Opinions & Blogs

The Problem with A/B Testing (Stop Calling it Conversion Rate Optimisation)

Other than the work I do for freelance clients and hobby projects, my professional career has been largely in the realm of A/B testing. I was an in-house engineer in my previous employer’s optimisation department and when started at my current employer.

In both roles I joined a company writing code directly into the editor provided by the testing tool. And in both roles I found myself implementing a modern workflow which utilises all the tooling you would expect in 2023 (a bundler, linter, HMR, unit testing etc).

Since joining my current employer I have moved up to the role of lead developer. It is now my duty to create tools which enable our developers to write better code, faster. Why am I telling you all this? Simple, to highlight the fact that I know my way around the world of A/B testing.

What’s in a Name, Anyway?

Since entering the world of developing A/B tests (and tooling for A/B testers) I have found myself increasingly more bemused by the inability of people to name this industry: Web Experimentation, Experimentation Development, A/B Testing or, my personal pet peeve, Conversion Rate Optimisation, are all names I hear regularly.

The name itself isn’t an issue, it’s a name. Jog on. However, there is one name in that list above which I personally find to be highly problematic due to the mental impact it has on the overall expectation of the industry: Conversion Rate Optimisation (CRO from here on out).

Granted, I have found that the term is one which is coined by marketers and not engineers (I guess it sounds a bit more catchy or something?) however, it paints a terribly inaccurate picture of what the goals of A/B testing actually are.

Why Isn’t Our Conversion Rate Going Up!?

I often hear the dreaded CRO label being thrown around like a pair of used pants in the wash basket and, from my experience, the term alone leads to the misunderstanding of the point of A/B testing.

All too often I am witness to a person with an incorrect assumption that the work we do is akin to a crypto moon-boy/girl: “make line go up, wen Lambo?”. The reality is that our job couldn’t be further from that.

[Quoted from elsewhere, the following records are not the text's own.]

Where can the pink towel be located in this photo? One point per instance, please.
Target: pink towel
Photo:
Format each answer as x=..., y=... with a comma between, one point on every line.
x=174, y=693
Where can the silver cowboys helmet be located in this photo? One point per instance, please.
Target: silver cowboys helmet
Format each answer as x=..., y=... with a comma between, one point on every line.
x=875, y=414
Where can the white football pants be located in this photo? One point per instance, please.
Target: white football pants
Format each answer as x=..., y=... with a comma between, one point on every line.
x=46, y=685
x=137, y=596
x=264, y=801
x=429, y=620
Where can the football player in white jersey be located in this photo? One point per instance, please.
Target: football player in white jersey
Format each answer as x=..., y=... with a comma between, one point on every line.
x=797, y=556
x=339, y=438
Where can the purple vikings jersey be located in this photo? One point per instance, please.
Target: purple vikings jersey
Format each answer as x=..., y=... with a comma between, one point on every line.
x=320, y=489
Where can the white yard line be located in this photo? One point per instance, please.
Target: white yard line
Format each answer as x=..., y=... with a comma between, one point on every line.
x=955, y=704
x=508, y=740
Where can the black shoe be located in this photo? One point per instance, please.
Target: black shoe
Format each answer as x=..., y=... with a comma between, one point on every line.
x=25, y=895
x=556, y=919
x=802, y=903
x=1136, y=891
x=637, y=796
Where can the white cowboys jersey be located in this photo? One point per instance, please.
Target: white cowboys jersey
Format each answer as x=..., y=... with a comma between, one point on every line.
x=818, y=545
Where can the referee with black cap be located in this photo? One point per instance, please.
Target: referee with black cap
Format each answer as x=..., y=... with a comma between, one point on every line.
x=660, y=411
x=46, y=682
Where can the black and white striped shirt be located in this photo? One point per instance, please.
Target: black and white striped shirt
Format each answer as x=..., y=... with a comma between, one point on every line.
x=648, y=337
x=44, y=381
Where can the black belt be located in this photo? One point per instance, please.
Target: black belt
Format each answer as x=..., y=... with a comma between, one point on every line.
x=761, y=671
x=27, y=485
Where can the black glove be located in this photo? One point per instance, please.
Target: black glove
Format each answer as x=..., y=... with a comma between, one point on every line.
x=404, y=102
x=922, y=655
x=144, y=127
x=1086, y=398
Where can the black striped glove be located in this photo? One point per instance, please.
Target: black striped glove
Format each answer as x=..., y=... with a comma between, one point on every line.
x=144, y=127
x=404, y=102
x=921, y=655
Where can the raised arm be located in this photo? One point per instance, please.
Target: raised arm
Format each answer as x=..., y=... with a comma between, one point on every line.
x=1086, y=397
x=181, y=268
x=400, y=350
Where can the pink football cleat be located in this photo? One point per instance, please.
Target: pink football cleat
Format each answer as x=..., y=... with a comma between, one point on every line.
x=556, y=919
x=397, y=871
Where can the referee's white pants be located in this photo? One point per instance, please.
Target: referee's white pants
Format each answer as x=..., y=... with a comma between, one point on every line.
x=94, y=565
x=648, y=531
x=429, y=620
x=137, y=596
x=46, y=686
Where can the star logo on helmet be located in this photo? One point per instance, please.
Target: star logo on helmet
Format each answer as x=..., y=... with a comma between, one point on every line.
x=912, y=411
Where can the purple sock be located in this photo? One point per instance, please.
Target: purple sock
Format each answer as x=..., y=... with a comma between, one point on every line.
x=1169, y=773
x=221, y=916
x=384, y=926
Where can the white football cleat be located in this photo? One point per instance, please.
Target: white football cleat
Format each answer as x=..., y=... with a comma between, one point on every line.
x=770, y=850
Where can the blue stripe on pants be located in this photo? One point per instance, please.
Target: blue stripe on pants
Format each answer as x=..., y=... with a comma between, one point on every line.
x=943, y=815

The even darker reality is that there is no humanly possible way of ensuring the conversion rate of a website will even stay flat, let alone go up… indefinitely. That’s just not how it works. That’s not how anything works.

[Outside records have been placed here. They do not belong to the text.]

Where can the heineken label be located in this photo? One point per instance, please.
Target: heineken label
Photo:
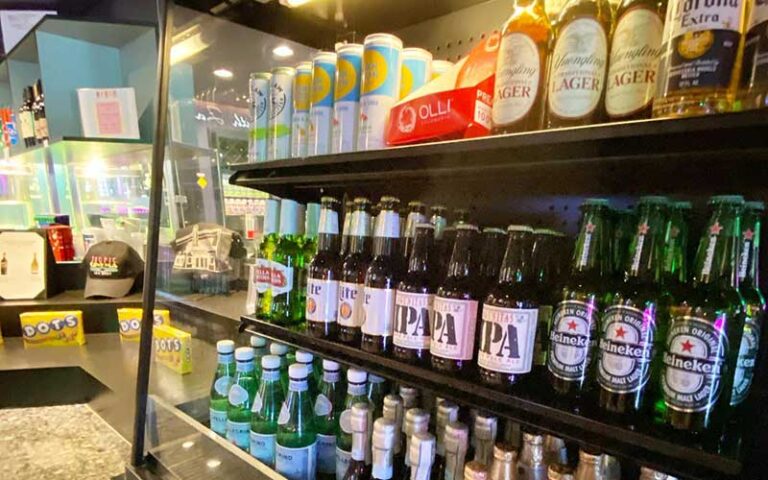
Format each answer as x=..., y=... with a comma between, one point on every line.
x=572, y=339
x=626, y=348
x=745, y=363
x=693, y=363
x=507, y=338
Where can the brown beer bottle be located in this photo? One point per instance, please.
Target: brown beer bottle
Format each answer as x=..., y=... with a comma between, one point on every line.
x=323, y=274
x=352, y=281
x=381, y=280
x=578, y=64
x=456, y=307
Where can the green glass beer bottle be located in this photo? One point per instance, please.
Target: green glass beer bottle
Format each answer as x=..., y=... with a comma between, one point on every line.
x=265, y=411
x=701, y=346
x=296, y=441
x=222, y=381
x=264, y=259
x=287, y=265
x=632, y=327
x=573, y=333
x=749, y=287
x=240, y=398
x=328, y=407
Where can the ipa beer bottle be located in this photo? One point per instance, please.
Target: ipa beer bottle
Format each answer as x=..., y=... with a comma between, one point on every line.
x=632, y=322
x=414, y=299
x=381, y=280
x=521, y=69
x=323, y=275
x=701, y=346
x=510, y=316
x=573, y=333
x=352, y=284
x=456, y=307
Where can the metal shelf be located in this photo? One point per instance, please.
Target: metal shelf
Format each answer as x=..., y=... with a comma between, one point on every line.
x=646, y=443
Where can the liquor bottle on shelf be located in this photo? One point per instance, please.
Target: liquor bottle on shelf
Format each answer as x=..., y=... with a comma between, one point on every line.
x=510, y=316
x=414, y=300
x=632, y=326
x=353, y=269
x=382, y=449
x=240, y=398
x=266, y=409
x=749, y=287
x=521, y=69
x=323, y=275
x=686, y=88
x=287, y=263
x=456, y=308
x=573, y=333
x=381, y=280
x=634, y=58
x=222, y=381
x=359, y=465
x=708, y=330
x=356, y=393
x=296, y=441
x=578, y=64
x=329, y=404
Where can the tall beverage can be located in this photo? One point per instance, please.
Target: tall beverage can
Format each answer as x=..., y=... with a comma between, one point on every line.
x=302, y=93
x=321, y=111
x=281, y=109
x=258, y=86
x=382, y=59
x=346, y=106
x=416, y=71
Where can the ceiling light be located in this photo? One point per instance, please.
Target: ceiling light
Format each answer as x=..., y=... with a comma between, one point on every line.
x=283, y=51
x=223, y=73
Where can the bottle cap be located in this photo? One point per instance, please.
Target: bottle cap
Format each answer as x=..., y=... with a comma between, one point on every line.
x=278, y=349
x=270, y=362
x=297, y=371
x=356, y=376
x=331, y=366
x=244, y=354
x=225, y=346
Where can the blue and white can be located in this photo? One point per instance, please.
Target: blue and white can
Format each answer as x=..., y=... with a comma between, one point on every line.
x=382, y=61
x=258, y=85
x=416, y=71
x=321, y=111
x=346, y=107
x=281, y=110
x=302, y=94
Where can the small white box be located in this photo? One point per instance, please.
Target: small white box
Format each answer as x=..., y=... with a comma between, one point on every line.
x=108, y=112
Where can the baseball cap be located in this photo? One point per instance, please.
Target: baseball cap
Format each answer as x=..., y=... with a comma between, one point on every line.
x=112, y=269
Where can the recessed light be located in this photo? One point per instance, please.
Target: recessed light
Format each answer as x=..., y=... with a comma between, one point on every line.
x=223, y=73
x=283, y=51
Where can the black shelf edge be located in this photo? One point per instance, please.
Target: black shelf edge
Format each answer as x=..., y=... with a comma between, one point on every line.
x=645, y=447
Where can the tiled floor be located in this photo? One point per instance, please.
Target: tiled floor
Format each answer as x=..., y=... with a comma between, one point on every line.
x=59, y=443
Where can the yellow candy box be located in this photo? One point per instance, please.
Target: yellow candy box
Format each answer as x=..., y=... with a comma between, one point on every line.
x=52, y=329
x=173, y=348
x=129, y=320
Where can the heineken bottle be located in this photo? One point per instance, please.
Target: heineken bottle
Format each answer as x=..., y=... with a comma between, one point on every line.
x=222, y=381
x=749, y=287
x=632, y=323
x=240, y=398
x=573, y=333
x=265, y=411
x=328, y=407
x=264, y=257
x=287, y=265
x=296, y=441
x=701, y=346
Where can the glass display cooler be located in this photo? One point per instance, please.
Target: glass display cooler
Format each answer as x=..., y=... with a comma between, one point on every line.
x=441, y=135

This notion highlights the problem with labelling the A/B testing industry as CRO. When you call something “Conversion Rate Optimisation” you are literally saying “We will optimise your conversion rate”. And the truth is that we are just testing shit to see what the effects are. Granted the shit we test has a hypothesis and some fancy reasoning behind it, but the fact remains. We are just testing shit.

A Real World Scenario

Take the following scenario, one which I see all too often: an A/B testing engineer has written a test to add a call to action (CTA) block on a website’s homepage; The new CTA block is to sit directly beneath the hero banner (the big massive banner which is usually at the top of a page, often with an image); When the CTA block is clicked it will direct the user to a product listing page (PLP).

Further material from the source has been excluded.